4. metering automation terminal fault diagnostic method as claimed in claim 3, which is characterized in that in the step (2.1),
The joint probability distribution function of RBM are as follows:
In formula, Z (θ) is normalization factor, and h is hidden layer neuron, and v is visible layer neuron.
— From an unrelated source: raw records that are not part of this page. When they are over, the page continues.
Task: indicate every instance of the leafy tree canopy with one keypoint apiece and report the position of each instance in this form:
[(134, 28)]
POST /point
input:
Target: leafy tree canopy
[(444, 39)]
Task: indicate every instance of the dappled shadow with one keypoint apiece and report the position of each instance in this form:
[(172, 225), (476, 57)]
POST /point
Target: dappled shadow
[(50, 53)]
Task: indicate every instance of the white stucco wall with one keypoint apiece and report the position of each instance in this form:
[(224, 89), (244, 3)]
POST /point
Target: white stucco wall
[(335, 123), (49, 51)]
5. metering automation terminal fault diagnostic method as claimed in claim 3, which is characterized in that in the step (2.1),
To sdpecific dispersion learning algorithm are as follows:
△wij=ε (< vihj>data-<vihj>1)
△ai=ε (< vi>data-<vi>1)
△bj=ε (< hj>data-<hj>1)
Wherein, △ wijIndicate the update difference of j-th of node connection weight of i-th of node of visible layer and hidden layer, △ ai,△bj
Respectively indicate the update difference of j-th of node bias parameter of i-th of node of visible layer and hidden layer,<>dataFor training data point
The expectation of cloth,<>1It is that the reconstructed sample that a gibbs sampler obtains is carried out to sample;ε is learning rate, represents every subparameter tune
Whole step-length;hjFor hidden layer neuron, viFor visible layer neuron.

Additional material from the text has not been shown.